Measuring G protein activation by spectrally resolved imaging fluorescence fluctuation spectroscopy

The activation of heterotrimeric G proteins through G-protein-coupled receptors (GPCRs) is a ubiquitous signaling mechanism in eukaryotic biology. The three principal molecular components of this cascade are the GPCR, Gα subunit, and Gβγ subunit. Measurement of interactions between these components and their downstream effectors in live cells is paramount to understanding how cells fine-tune their physiology in response to many external stimuli. Multicolor fluorescence fluctuation spectroscopy (FFS) approaches allow the sensitive detection of heteromeric interactions by using spectrally distinct fluorophores to label biomolecules of interest. We considered three imaging FFS approaches to measuring molecular interactions from the signals produced by a spectrally resolved confocal microscopy: raster spectral image correlation spectroscopy (RSICS), spectral spatial cumulant analysis, and native resolution spatial cumulant analysis.

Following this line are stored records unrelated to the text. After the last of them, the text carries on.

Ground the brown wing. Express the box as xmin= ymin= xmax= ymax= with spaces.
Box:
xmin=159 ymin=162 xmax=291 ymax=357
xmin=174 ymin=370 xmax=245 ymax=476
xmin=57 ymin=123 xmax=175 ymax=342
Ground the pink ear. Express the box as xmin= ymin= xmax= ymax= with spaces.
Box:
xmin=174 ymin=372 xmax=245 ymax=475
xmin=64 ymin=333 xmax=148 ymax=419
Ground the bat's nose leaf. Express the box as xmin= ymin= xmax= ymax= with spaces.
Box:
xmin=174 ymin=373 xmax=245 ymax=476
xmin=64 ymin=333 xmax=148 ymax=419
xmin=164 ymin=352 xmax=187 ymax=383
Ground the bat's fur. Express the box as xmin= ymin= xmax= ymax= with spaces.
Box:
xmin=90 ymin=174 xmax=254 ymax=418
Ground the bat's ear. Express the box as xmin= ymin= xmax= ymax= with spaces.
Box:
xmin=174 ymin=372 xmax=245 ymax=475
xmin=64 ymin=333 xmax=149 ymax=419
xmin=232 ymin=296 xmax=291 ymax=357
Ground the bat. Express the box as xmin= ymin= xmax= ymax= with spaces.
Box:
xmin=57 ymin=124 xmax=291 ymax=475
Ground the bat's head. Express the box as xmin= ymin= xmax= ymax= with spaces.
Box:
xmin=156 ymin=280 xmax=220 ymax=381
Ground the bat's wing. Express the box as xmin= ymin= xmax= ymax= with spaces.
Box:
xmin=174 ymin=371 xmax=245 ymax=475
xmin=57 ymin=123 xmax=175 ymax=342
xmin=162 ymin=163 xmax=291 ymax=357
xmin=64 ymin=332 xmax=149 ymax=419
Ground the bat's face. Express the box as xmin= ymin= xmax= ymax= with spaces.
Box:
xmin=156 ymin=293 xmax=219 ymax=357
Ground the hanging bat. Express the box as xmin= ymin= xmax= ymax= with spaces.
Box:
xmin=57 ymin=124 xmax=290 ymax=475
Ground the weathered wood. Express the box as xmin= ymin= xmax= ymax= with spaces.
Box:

We characterized these approaches using simulation and experiments on heteromers with known stoichiometries. We found that RSICS had the best sensitivity for measuring heteromeric interactions and employed it to measure G protein complexes. As measured by RSICS, interactions between the G protein subunits Gαi₁ and Gβ₁γ₂ were sensitive to the stimulation of two GPCRs, the D2 dopamine receptor and the α-2A adrenergic receptor. Interactions between GPCRs and G proteins were not detectable above background, supporting a collisional model of GPCR/G protein interactions in contrast to a preassembly model where strong interactions would be present. These data are uniquely available by this FFS framework, which is appropriate for not only multiplexed measurements of G protein biology but any dynamic protein complexes in the cell.